-
Mapping the pipeline to iHP PDK
03/21/2026 at 14:46 • 0 commentsIt's tempting to just plop the VHDL source code and let the synthesiser do the heavy lifting.
But the pipeline is in Verilog and I use structural code only so I must map (actually synthesise) the circuits by hand.
For this a clear view of the circuit is essential and circuitJS helps, but doing that also makes me reconsider several choices and the VHDL coding style must be deeply adapted.
The last log has mapped the comparator, so that's one thing left on the list.
The remaining circuits are inventoried.
- The adder : I'll use dumb RTL style since I'm not yet operational with Jerem's Logilib. No time to dig further, it will work.
- The DFF: there are three cases.
- X and T are initialised with INIT_X, have feedback/enable
- Y and B are initialised with INIT_Y, have feedback/enable
- A is not initialised, has feedback/enable
- There are muxes, to select the operands during each phase.
- OPM is a basic mux2 done by mux2_x18() (for both sides)
- OPX, OPY2 and OPT are muxed with a constant ADJUST.
- OPB2 is muxed with the modulus and B is inverted.
That's 2 circuits to create here, one just forces the constant, the other also inverts the operand. Here again the PDK does a great job.

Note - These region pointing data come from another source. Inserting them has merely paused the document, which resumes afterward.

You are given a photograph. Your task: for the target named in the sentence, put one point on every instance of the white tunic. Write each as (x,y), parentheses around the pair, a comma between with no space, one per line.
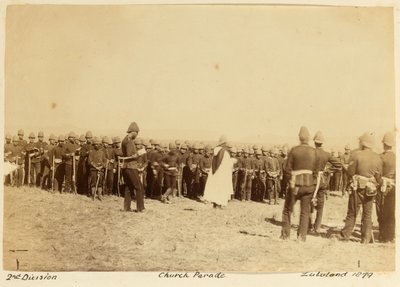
(219,185)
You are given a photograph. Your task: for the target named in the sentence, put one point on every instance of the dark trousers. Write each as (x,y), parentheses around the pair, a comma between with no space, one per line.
(385,210)
(319,209)
(304,195)
(356,200)
(132,180)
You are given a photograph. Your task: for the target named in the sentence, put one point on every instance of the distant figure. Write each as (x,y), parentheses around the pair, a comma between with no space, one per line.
(219,187)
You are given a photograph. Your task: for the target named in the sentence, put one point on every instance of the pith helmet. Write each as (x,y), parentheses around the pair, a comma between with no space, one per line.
(367,140)
(319,137)
(304,134)
(389,139)
(133,127)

See the simulations :
![]()
So that's 2 modules to write using only these gates: ConstAdjOrPass() and ConstModOrNeg().
And that's about it for the bulk of the datapath.
-
Number comparison with the iHP PDK
03/21/2026 at 01:28 • 0 commentsIt didn't go as planned.

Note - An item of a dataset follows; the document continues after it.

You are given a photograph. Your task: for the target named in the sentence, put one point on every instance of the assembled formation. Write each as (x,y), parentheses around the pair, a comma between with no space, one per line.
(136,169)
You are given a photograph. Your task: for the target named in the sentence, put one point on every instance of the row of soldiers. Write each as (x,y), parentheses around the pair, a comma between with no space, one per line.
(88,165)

The comparator doesn't use NAND/NOR because it actually makes it larger and/or bigger, and what matters is the critical path along the cascade. Fortunately there is A21OI that helps !
![]()
.
-
Testing the Hammer
03/10/2026 at 04:18 • 0 commentsI have a first functional circuit in ASIC and I must write the Python code that tests the sea-of-xor.
There are 19 key values to test: 0 and the 18 single-bit-at-1 configurations.
Then throw a few "random" values for good measure, since the rest should be a linear combination of all the 18 single-bit cases, right ? And the all-ones case of course.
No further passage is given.